Hat man bei der Befragung wichtige Ursachen ausgeschlossen, ist die Entwicklung des Kindes unauffällig und zeigen sich bei der anschließenden körperlichen Untersuchung mit Ansehen des Darmausganges keine Auffälligkeiten, so ist eine rektale digitale Untersuchung (Austasten des Afters und des Enddarmes mit dem Finger) routinemäßig nicht erforderlich, denn das kann zur weiteren Traumatisierung des Kindes führen.
Die Ultraschalluntersuchung zeigt sehr gut, wie ausgeprägt der Darm mit Stuhl gefüllt ist. Entscheidend ist dabei auch die Weite des Enddarms, die im Ultraschall gemessen werden kann.

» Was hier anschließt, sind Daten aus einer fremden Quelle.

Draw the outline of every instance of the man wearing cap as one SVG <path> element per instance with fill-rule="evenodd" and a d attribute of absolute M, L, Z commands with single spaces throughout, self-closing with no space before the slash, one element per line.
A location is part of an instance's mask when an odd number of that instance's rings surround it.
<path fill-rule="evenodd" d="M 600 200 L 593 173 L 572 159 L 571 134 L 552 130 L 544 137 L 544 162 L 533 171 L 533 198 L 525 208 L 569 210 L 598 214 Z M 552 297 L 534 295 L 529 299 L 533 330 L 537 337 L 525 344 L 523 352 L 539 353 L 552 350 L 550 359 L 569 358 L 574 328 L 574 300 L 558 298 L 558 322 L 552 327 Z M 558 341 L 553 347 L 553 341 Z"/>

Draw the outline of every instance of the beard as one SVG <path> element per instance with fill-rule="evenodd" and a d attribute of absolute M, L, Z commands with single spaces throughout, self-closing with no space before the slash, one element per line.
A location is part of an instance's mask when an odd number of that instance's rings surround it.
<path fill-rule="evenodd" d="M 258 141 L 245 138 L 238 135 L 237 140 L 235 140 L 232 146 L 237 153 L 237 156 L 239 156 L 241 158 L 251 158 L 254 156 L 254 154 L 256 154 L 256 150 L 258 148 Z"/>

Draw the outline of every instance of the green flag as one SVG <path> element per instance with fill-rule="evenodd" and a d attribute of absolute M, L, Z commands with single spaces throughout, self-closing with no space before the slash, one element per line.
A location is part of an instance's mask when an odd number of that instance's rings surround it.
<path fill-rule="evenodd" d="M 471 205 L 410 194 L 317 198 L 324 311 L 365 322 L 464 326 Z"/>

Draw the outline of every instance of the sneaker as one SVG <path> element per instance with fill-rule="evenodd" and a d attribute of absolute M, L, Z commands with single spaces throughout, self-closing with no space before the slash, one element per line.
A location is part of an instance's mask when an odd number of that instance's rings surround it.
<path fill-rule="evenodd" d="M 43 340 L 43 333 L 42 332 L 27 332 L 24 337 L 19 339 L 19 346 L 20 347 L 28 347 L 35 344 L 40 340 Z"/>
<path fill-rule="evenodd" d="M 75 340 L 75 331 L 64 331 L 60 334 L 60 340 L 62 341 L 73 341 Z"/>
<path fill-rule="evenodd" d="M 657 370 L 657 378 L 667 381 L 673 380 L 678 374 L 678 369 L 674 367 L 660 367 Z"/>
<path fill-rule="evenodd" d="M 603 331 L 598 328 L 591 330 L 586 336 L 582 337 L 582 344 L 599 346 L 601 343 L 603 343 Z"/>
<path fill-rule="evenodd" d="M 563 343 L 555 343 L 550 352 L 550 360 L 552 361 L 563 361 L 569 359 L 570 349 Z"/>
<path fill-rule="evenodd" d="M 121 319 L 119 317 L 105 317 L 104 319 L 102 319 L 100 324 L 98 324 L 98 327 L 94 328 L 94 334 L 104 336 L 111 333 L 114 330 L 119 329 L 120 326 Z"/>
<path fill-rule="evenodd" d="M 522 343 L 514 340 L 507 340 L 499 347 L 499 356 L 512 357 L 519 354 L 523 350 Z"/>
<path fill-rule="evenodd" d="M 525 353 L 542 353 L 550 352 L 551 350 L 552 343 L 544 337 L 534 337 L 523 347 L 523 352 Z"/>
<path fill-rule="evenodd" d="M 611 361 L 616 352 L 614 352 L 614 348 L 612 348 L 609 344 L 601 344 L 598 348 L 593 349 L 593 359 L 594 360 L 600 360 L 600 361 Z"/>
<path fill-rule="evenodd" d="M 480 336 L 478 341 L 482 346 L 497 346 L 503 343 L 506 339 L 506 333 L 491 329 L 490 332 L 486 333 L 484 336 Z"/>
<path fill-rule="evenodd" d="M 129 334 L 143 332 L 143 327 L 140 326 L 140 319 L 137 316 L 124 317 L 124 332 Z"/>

Bei hartnäckiger Verstopfung sollte einmalig eine Laborkontrolle durchgeführt werden, insbesondere wenn die ersten Empfehlungen gut umgesetzt worden sind und nicht zur Linderung der Beschwerden führen. In dieser Untersuchung wird u.a. eine Zöliakie (Unverträglichkeit von Gluten) und eine Schilddrüsenunterfunktion ausgeschlossen. Zusätzlich sollte einmalig die pankreatische Elastase im Stuhl bestimmt werden. Dieser Wert überprüft die Leistungsfähigkeit der Bauchspeicheldrüse und zeigt, ob genügend Verdauungsenzyme für Fette, Eiweiße und Kohlenhydrate zur Verfügung stehen.
Bitte nicht!
Folgende Untersuchungen sind beim Fehlen von Warnzeichen bei der funktionellen Obstipation nicht sinnvoll:
• Röntgenuntersuchung des Bauches
• Laboruntersuchungen zur Kuhmilchallergie
• Darmspiegelung
• Manometrie (z.B. zum Ausschluss von M. Hirschsprung)
• Rektale Biopsien
• Kolon-Kontrast-Untersuchungen
• MRT-Untersuchungen
• Kolon-Szintigraphie
• Kolon-Transit-Studien
Der Kinderarzt sollte immer der erste Ansprechpartner bei dieser Problematik sein! Natürlich ist dieses Krankheitsbild auch ein Schwerpunkt der Kindergastroenterologie. Wichtig ist es die Warnzeichen zu ermitteln. Liegen diese nicht vor, dann ist es aber genauso wichtig, das Kind vor unnötige Untersuchungen zu schützen und schnell eine effektive Therapie zu starten.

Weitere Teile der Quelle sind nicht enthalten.